What are the actual security risks of OS X for businesses?

Macs are an increasing focus for cyber-criminals

Many people have, over the years, bought an Apple Mac believing not just that they are a thing of beauty, but also much more secure than a Windows PC. But has the security of OS X been overplayed?

Take, for example, the recent FREAK vulnerability – it hit OS X just as badly as it hit Windows PCs, leading Apple to roll out a security update to machines running OS X (and iOS and Apple TV devices as well).

In IT security firm Secunia's Vulnerability Review 2015, Apple's Mac OS X placed 13th with 147 vulnerabilities, with Microsoft's Windows 8 in 20th place (on 105).

More and more organisations are deploying Macs and so OS X has increasingly come into the sights of criminals looking for a way into an enterprise's infrastructure. And that's why it's wise for businesses to consider and discuss the risks of Apple's operating system.

Attack surface

OS X has not represented a large enough 'attack surface' to warrant the attention of professional hackers, though this is changing, as we have seen the last 18-24 months.

"There have been a number of high-profile examples including Flashback, Wirelurker, and more recently, Thunderstrike," says Jeff Erwin, chief ececutive of Intego. "Therefore businesses should consider not only protecting their OS X installations from malware, but also pay close attention to the other aspects of IT security."

He says that features such as Gatekeeper and OS X's stricter application controls are helpful, but they only protect against threats that affect a local machine.

Operating under the radar

"Any non-Windows system which isn't being actively managed is a risk, but Macs are more likely to be implemented just under the radar, and in departments that don't have an acute sense of security," says Ken Munro, senior partner at ethical hacking firm Pen Test Partners.

He says that part of the issue in managing Macs is one of a clash of cultures. "Macs occupy a strange position, technology-wise, between UNIX box and Windows box, and that makes them difficult to understand from the perspective of Windows or UNIX sysadmins."

Munro says there's a 'them and us' mentality, which sees many pro-PC IT teams view Macs with suspicion at best and downright disdain at worst. "But in reality, there are some parallels between Windows and Mac OS X in that attack vectors are roughly similar," he adds.

Browser-based attacks are the most common but others include Flash, Adobe Reader, and Java, yet there are few Mac-friendly information security tools that work on OS X. Some Data Loss Prevention (DLP) for example only covers USB device control, which is a tiny piece of what some companies uses DLP for.

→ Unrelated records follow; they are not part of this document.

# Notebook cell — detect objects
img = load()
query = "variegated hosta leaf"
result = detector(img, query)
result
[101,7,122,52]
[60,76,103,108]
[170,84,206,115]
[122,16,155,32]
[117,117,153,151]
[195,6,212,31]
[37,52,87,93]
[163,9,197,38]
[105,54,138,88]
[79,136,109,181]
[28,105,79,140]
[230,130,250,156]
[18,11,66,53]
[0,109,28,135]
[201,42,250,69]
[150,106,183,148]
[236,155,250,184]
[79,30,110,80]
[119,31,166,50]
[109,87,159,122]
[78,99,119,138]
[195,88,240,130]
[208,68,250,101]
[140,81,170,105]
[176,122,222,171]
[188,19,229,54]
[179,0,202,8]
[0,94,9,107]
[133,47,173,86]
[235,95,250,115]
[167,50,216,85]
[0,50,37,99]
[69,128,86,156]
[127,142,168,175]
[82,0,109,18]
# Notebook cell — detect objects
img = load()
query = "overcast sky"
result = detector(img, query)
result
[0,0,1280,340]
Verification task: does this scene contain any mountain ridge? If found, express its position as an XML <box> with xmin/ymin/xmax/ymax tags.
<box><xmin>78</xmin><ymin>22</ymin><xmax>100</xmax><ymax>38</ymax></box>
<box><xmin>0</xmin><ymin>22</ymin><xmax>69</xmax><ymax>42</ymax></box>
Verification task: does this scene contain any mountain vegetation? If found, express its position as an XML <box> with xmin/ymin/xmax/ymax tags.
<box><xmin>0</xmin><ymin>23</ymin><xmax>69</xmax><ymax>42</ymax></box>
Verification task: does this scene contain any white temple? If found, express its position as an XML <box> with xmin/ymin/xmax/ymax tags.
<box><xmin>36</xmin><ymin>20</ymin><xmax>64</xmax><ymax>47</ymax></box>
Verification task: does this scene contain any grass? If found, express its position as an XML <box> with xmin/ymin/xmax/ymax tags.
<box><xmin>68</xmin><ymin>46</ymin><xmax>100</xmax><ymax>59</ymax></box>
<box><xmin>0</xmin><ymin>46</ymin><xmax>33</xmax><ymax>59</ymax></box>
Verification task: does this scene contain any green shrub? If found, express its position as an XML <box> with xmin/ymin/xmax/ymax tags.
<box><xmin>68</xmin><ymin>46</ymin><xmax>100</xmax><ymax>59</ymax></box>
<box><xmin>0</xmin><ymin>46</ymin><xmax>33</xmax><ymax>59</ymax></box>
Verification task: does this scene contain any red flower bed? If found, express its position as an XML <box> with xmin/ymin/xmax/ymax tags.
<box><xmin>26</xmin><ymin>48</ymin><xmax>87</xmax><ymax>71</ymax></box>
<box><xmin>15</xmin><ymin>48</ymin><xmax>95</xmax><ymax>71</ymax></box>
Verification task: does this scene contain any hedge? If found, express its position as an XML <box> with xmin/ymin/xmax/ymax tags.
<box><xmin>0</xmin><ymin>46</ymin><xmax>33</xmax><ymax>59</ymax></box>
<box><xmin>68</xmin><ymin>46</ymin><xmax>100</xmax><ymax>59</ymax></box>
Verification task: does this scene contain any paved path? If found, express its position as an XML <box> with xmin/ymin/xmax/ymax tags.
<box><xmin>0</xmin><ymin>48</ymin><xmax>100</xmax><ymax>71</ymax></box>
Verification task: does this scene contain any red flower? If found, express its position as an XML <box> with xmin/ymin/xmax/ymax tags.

Munro says that despite the common ground, the Mac community still tends to operate in isolation.

"We've seen this manifested in very limited local lockdown of Macs, and excessive privileges being given to them. The problem tends to be compounded when there are just a handful of Macs being used in a broadly Windows environment – usually in marketing departments where they're used by design and dev creative types," says Munro.

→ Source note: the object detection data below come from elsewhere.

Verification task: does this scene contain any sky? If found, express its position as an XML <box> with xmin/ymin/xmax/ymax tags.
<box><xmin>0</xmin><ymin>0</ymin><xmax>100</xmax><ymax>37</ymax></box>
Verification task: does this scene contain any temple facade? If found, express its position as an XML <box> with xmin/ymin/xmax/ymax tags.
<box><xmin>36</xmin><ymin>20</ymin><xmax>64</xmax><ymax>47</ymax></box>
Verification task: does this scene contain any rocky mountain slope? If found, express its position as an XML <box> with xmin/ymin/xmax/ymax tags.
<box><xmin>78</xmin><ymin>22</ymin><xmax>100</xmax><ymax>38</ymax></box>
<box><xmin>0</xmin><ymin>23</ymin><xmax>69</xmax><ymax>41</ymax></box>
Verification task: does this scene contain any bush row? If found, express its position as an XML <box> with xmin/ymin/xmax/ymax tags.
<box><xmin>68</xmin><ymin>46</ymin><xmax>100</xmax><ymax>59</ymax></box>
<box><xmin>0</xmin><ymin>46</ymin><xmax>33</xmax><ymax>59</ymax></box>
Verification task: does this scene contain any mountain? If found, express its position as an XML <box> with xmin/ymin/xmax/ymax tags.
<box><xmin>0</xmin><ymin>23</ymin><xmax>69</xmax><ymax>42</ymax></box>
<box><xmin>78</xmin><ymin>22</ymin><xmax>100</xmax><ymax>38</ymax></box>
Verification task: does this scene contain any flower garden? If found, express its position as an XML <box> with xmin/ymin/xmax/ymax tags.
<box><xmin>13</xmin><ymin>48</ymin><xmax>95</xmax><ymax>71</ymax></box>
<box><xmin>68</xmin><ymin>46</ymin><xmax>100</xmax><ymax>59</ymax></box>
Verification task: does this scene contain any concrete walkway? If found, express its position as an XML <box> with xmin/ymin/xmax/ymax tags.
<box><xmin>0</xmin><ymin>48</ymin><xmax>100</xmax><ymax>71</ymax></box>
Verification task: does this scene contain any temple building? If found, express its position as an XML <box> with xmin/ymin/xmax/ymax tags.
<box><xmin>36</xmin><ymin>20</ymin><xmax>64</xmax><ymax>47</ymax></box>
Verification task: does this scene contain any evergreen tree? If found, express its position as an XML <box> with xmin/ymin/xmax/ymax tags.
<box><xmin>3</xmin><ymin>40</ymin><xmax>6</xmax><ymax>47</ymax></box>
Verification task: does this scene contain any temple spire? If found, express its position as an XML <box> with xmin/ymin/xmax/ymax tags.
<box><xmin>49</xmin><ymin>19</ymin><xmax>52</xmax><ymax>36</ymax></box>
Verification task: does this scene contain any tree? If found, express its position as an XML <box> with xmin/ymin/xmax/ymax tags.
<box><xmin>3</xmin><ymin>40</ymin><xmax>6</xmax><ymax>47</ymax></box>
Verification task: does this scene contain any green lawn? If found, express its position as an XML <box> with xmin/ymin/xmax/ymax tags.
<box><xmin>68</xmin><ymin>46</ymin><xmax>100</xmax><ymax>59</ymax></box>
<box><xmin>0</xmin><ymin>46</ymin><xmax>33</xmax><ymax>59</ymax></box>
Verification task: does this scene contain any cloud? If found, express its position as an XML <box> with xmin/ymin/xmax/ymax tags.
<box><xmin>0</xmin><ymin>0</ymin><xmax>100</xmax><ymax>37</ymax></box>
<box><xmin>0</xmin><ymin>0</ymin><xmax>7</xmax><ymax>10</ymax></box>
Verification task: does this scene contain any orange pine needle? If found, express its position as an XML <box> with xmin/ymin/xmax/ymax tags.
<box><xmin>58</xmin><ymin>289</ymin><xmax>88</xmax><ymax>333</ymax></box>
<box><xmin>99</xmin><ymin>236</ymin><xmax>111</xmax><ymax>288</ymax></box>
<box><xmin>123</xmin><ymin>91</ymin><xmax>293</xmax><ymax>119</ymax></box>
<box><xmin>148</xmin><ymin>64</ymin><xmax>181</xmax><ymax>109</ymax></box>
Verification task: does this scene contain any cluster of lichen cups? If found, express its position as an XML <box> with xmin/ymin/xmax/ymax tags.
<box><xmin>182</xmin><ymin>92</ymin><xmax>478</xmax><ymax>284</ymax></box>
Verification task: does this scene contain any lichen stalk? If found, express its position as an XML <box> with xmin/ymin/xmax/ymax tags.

In these scenarios there is often a separate sys admin for the OS X assets, who doesn't sit under the Head of IT, and who also has very little interest (or knowledge) in information security. Munro says that centrally managing OS X assets in this kind of set-up isn't easy.

"Even if the IT Sec team do manage to persuade the OS X sys admin to do the bare minimum and install antivirus on all Mac devices, it then isn't centrally managed, and alerts don't report back to a management console. There was no way to report on it, nor know if they were up to date," he adds.